Anything negative to say about this fear pit? Well, I did find some of the scene transitions to be a tad abrupt, but that’s minor. The overall spooky score also took the “tacky” highway during some of its lighter moments (what was that techno all about when they took the picture?) and the film also sported a few inconsistencies (i.e. I’m pretty sure that anyone getting an eye operation, taking into account that they haven’t seen anything in their entire lives, would have their bandages removed for the first time in an overly lit room). Come on! That’s just rude! The girl hasn’t seen light since she was 2 years old! Shut the freakin' lights, Doc. In the same vein, why didn’t that camera flash hurt her eyes? I let it go though and so should you.
Lastly, I had trouble buying the fact that Lawrence Chou (Dr. Wah) as a psychotherapist. I don’t know how old the guy is in real life, but he often looked like he’d be more comfortable delivering my paper on a skateboard then being behind a desk. That’s not to say that the man beneath the role is a bad actor (at all!), he just looked too young and that affected his credibility factor early on...until I got used to him. No biggie; just thought I’d mention it…cause I’m that guy!
Overall though, "The Eye" was quite a rewarding watch. I still get the creeps watching horror movies now and then, but this flick did it to me on a whole other level. I don’t know what it was, maybe my hormones, lack of sleep, lack of alcohol or maybe it was just that good! I felt like a born-again horror virgin in terms of being frightened, it was great to get my fear cherry popped again. SEE THE EYE!
No gore here, but we get enough heart-stopping apparitions to make us forget about Ketchup.
Angelica Lee/Mun carried the role on her little shoulders like a vet. Not only that, but she also looked gorgeous on screen too. Lawrence Chou (Dr. Wah) looked too young for the part, in my opinion, but he still delivered a fine performance.
T & A
None here but looking at Lee’s beautiful face and big expressive eyes was enough for me. Ahhhh….I’m so sweet!
The Pangs Brothers’ background in editing was apparent here via their tightly presented dream sequences and scare scenes. Add to that, some potent slow motion, some wild shots, a knack at capturing momentum, effective synch of sounds/ images and know-how when it came to milking suspense and you get a grade A horror fix.

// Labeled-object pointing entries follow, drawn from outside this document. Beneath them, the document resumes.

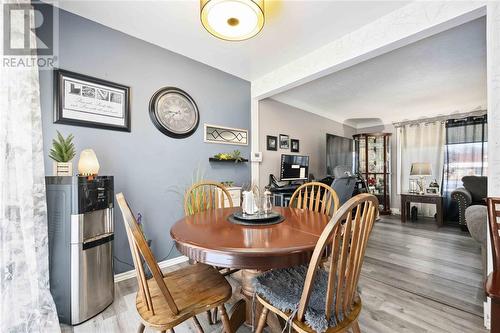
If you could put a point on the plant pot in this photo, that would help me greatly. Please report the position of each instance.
(63, 168)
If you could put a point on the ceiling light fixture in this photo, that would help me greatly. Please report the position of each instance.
(232, 20)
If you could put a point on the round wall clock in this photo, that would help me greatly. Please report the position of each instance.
(174, 112)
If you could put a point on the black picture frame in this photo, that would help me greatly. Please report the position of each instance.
(284, 141)
(272, 142)
(294, 145)
(115, 91)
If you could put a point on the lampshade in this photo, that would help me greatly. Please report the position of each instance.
(420, 169)
(88, 164)
(232, 20)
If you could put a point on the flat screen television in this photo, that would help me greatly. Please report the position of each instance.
(294, 167)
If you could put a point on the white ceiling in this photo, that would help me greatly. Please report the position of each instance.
(439, 75)
(293, 29)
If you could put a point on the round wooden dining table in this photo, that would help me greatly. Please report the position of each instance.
(209, 237)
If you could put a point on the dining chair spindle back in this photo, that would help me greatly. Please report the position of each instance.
(346, 236)
(162, 301)
(317, 197)
(206, 195)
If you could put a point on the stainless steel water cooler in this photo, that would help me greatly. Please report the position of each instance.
(81, 231)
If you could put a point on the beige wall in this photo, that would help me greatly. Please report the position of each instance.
(277, 118)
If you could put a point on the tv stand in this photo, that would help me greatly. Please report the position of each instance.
(282, 193)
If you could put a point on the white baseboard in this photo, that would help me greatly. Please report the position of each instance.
(487, 309)
(163, 264)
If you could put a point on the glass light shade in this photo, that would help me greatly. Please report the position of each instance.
(232, 20)
(88, 164)
(420, 169)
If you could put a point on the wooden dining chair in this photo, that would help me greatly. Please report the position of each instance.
(312, 299)
(206, 195)
(492, 285)
(317, 197)
(203, 196)
(166, 300)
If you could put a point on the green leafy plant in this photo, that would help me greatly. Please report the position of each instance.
(234, 156)
(63, 149)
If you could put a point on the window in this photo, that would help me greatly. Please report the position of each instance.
(465, 155)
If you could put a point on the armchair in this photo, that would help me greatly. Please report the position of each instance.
(474, 192)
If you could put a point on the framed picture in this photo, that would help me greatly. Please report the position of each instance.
(83, 100)
(284, 141)
(432, 190)
(413, 188)
(225, 135)
(271, 142)
(294, 145)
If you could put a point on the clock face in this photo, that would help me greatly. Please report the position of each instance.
(174, 112)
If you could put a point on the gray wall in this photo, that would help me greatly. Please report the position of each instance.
(388, 128)
(277, 118)
(151, 169)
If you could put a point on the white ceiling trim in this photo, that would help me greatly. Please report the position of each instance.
(401, 27)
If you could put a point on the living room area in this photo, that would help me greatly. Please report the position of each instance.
(250, 166)
(416, 137)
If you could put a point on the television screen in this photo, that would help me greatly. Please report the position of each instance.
(339, 152)
(294, 167)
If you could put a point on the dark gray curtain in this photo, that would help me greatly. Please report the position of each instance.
(465, 155)
(339, 151)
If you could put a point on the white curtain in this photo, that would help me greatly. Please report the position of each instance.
(422, 142)
(26, 304)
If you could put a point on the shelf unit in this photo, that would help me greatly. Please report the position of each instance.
(213, 159)
(373, 162)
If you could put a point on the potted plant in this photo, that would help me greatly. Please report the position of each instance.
(62, 152)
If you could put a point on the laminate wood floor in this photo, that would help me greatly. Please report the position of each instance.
(415, 278)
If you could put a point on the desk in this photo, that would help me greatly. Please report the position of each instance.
(408, 198)
(208, 237)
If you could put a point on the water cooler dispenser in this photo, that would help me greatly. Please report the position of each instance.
(81, 231)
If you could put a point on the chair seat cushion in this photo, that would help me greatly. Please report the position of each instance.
(194, 288)
(283, 288)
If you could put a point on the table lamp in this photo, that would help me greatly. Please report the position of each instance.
(88, 164)
(421, 170)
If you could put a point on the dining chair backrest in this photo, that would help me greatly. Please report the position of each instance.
(206, 195)
(494, 220)
(317, 197)
(347, 233)
(140, 249)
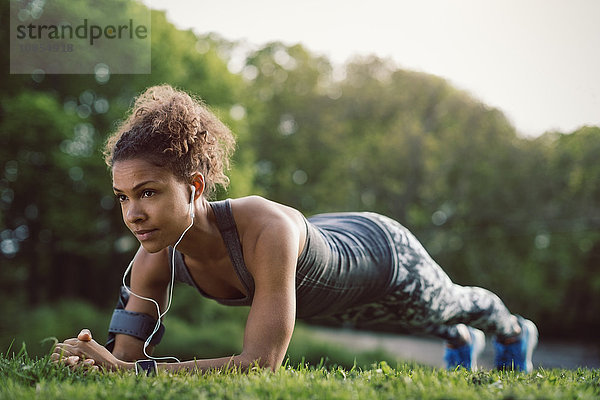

Oxide Pang's soundtrack was "on the ball" most of the time. When it went aggressive during the “ghost” scenes, it provided those bits with so much more impact. Too bad they went the cheesy way for the softer moments, but that’s just my North American ass talking...maybe in Asia, that shtick is regarded as way kool…who knows? I sure don’t.
"The Eye" rocked! Sure, the elements and the conventions found here have been done before in other genre efforts, but they’ve never ruined me in a positive way like this bad girl did. The execution was beyond outstanding here, making this exercise an intense, scary and compelling experience to sit through. View this one in the dark and expect to have a hard time counting dead sheep afterwards. I can’t wait to see what the Pang Brothers whip up next! Whatever it is, I’m soooo there! Bring on more of that spicy horror Chili guys! My grandpa would be proud!
Malaysian born actress Angelica Lee's real name is Lee Sin-Jie. She’s also a successful pop singer in the Hong Kong and Taiwan.
The Pang brothers are not newcomers to Hong Kong cinema. They've done a lot of editing works (e.g. The Storm riders) before. In the late 1990s, they moved to Thailand. They directed their first film there and it became a big success. Filmmaker Peter Chan then invited them back to Hong Kong to direct this film. Their editing backgrounds have allowed them to maximize the flexibility and capacity of the narrative.
Tom Cruise’s production company has acquired the rights to "The Eye" so expect an American remake. Whatever man…WHATEVER!
The Eye is set to launch in limited release in the States on June 13, 2003.